LG Unveils ‘Rosetta Stone’ Open-Source Code for Connected-TV Apps

Consumer-electronics maker's Connect SDK initially supports LG TVs, Roku, Chromecast and Amazon Fire TV

webOS TV 2014 LGtv

LG Electronics is releasing a free, open-source software development kit for Google Android and Apple iOS developers to let apps easily connect with — eventually — any Internet-connected TV or device on the market.

The Connect SDK, which LG execs tout as a “Rosetta Stone” for linking mobile apps to smart TVs and other devices, provides a common set of interfaces for a unified way for apps to connect to television screens. It’s akin to Apple’s AirPlay technology, but that’s confined to the Apple TV and iOS universe; LG’s promise is to connect any mobile app to any TV platform.

The initial release of Connect SDK supports 2014 LG webOS Smart TVs, LG Smart TVs from 2012 and 2013, Roku, Google Chromecast and Amazon Fire TV devices. Additional devices, including Apple TV boxes and Samsung Smart TVs, are in the plans.

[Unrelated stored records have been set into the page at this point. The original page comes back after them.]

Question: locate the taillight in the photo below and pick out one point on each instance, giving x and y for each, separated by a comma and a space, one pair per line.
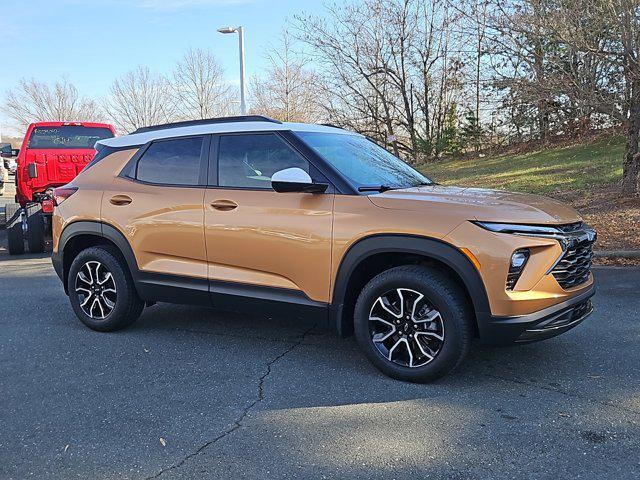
60, 194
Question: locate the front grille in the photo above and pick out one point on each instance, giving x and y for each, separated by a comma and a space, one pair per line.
574, 267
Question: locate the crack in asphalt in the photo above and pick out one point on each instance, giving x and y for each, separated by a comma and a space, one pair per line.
604, 403
227, 335
237, 423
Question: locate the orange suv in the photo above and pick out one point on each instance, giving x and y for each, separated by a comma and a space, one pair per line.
247, 213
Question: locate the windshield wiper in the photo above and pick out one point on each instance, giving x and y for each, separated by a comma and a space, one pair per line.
375, 188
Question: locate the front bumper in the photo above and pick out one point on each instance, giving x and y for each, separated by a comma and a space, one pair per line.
540, 325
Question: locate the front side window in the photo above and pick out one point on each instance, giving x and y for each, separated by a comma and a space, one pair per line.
249, 161
172, 162
67, 136
362, 161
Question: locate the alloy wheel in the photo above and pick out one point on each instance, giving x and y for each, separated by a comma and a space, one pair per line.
406, 328
96, 290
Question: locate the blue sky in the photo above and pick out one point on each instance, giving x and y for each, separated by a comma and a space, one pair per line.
91, 42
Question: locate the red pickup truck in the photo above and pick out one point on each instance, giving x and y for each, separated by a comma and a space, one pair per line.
52, 154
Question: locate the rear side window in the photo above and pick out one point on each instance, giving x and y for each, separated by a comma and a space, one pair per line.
249, 160
172, 162
67, 136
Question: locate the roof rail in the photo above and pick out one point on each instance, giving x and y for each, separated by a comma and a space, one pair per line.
189, 123
331, 125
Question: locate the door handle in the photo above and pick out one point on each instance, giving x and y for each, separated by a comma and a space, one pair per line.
223, 205
120, 200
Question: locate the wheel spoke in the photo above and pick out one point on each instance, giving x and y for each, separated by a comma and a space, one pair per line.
405, 328
382, 300
86, 300
428, 354
415, 304
431, 316
431, 334
84, 278
107, 277
381, 337
108, 303
93, 283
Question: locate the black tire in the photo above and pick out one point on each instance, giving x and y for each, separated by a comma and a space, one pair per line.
36, 232
128, 306
443, 295
13, 223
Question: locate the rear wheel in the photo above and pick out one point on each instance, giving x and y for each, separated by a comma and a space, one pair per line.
101, 290
36, 232
13, 223
413, 323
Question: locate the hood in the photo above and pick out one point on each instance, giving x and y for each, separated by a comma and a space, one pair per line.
479, 204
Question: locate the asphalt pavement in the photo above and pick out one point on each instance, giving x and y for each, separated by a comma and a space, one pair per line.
191, 392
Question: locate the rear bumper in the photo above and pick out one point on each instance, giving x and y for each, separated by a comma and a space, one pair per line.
540, 325
56, 259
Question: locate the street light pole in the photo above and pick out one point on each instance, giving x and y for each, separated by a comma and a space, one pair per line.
240, 31
243, 105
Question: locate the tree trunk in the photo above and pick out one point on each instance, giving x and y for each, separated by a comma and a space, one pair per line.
631, 168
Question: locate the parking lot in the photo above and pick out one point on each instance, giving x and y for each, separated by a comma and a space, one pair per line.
195, 393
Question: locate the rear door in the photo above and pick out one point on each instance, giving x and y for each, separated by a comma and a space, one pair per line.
158, 206
262, 244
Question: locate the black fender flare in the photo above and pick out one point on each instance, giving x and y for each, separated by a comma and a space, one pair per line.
401, 243
97, 229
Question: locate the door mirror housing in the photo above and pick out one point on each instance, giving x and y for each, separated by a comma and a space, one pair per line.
295, 180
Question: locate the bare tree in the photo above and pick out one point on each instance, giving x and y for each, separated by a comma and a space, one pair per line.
391, 70
288, 91
608, 30
139, 99
198, 87
33, 101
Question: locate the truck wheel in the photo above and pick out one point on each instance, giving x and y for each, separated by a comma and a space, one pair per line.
413, 323
13, 223
101, 290
35, 232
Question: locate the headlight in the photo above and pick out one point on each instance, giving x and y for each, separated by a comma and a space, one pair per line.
519, 259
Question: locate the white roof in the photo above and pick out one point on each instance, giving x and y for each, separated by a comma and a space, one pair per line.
229, 127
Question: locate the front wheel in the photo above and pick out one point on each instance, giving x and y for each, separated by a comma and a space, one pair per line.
101, 290
413, 323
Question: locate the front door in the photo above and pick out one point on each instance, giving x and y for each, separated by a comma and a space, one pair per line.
262, 244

LG’s ulterior motive in releasing the Connect SDK is to get developers to hook their apps into its new webOS-based televisions. The company acquired webOS in 2013 from HP for undisclosed terms. That was after HP launched — and then quickly killed — a line of tablets and smartphones based on webOS, which it picked up after buying Palm for $1.2 billion.

“You get great scale on iOS and Android, but the ability to get content to the big screen is a little wonky today,” Henry Levak, LG’s product manager for Connect SDK. “We’re starting to see users expecting their smartphones and tablets to work with smart TVs.”

The tool set includes application programming interfaces to send photos, videos and audio to TV platforms. Currently, applications with YouTube videos can beam them to all LG Smart TVs dating back to 2012, Roku 3, Google Chromecast, Amazon Fire TV, and most DIAL-enabled devices.

In addition, the Connect SDK lets developers build TV-optimized web applications and media viewers and use them across LG webOS Smart TVs and Google Chromecast, according to the consumer-electronics maker. The code also lets mobile apps discover and launch TV apps (initially for 2014 LG webOS Smart TVs and 2013 LG Smart TVs, as well as Roku devices).

“Connect SDK is breaking down barriers to enable apps and devices to work together harmoniously,” said Sam Chang, head of the LG Silicon Valley Lab. “The screen size, capabilities and social nature of smart TVs enable experiences that consumers will absolutely love.”

More info on Connect SDK, available for iOS, Android and Cordova/PhoneGap plugins, is at ConnectSDK.com. LG is making the code available under Apache License 2.0.